I am importing the necessary libraries from Langchain for the RAG and requests for the API part i.e., problem 3

In [40]:
from langchain_openai import OpenAIEmbeddings, ChatOpenAI
from langchain_community.document_loaders import PyPDFLoader
from langchain_community.vectorstores import Chroma
from langchain_text_splitters import RecursiveCharacterTextSplitter
from langchain_core.prompts import ChatPromptTemplate
from langchain_core.runnables import RunnablePassthrough
from langchain_core.output_parsers import StrOutputParser

import re
import requests

I require the two keys one for the brain i.e., the LLM and another for RAPID API

In [5]:
import os
os.environ["OPENAI_API_KEY"] = "sk-proj-mpIwO4x-C5wh0PgXMIuFcWzhVnX4fbnpzxnjp0-7X-xgHafLWnYUVF-WWAWVtIHwDuYZ6wvRN9T3BlbkFJ-."
RAPID_API_KEY = "66ef2a227dmshbb9c186d77b2539p1ac253jsn6b5ba1ceda97"

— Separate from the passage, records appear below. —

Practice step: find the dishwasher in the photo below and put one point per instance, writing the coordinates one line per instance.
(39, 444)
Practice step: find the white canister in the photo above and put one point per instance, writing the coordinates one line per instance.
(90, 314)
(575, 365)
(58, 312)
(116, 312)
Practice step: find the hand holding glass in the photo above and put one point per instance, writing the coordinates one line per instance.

I have added the file name with that added the stock name and the year to explicitely identify the year and the company

In [6]:
files = [
    ("AMZN", "2019", "/Assignment_BLS/Assignment/10-k_docs/Amazon/0001018724-20-000004.pdf"),
    ("AMZN", "2020", "/Assignment_BLS/Assignment/10-k_docs/Amazon/0001018724-21-000004.pdf"),
    ("AMZN", "2021", "/Assignment_BLS/Assignment/10-k_docs/Amazon/0001018724-22-000005.pdf"),
    ("UBER", "2019", "/Assignment_BLS/Assignment/10-k_docs/Uber/0001543151-20-000010.pdf"),
    ("UBER", "2020", "/Assignment_BLS/Assignment/10-k_docs/Uber/0001543151-21-000014.pdf"),
    ("UBER", "2021", "/Assignment_BLS/Assignment/10-k_docs/Uber/0001543151-22-000008.pdf"),
]

# Problem 1

Loaded all the pages from all the documents

In [7]:
all_docs = []

for company, year, path in files:
    loader = PyPDFLoader(path)
    docs = loader.load()
    for d in docs:
        d.metadata["company"] = company
        d.metadata["year"] = year
    all_docs.extend(docs)

Printed the number of pages as well as a data of page 5

In [8]:
print(len(all_docs))
print(all_docs[4])

1069
page_content='Table of Contents
Content Creators
We serve authors and independent publishers with Kindle Direct Publishing, an online service that lets independent authors and
publishers choose a royalty option and make their books available in the Kindle Store, along with Amazon’s own publishing arm,
Amazon Publishing. We also offer programs that allow authors, musicians, filmmakers, skill and app developers, and others to publish
and sell content.
Competition
Our businesses encompass a large variety of product types, service offerings, and delivery channels. The worldwide marketplace
in which we compete is evolving rapidly and intensely competitive, and we face a broad array of competitors from many different
industry sectors around the world. Our current and potential competitors include: (1) physical, e-commerce, and omnichannel retailers,
publishers, vendors, distributors, manufacturers, and producers of the products we offer and sell to consumers and businesses;
(2) publishe

Created blocks of size 1000 characters with an overlap of 200 characters

In [9]:
splitter = RecursiveCharacterTextSplitter(
    chunk_size=1000,
    chunk_overlap=200
)

chunks = splitter.split_documents(all_docs)
print("Total chunks:", len(chunks))

Total chunks: 4249


Using the text embedding by OpenAI
Built a vector database using the ChromeDB library choosed this as it is open source and organizes data by similarity and then stored it inside the directory "sec10k_db"

In [10]:
embeddings = OpenAIEmbeddings(model="text-embedding-3-small")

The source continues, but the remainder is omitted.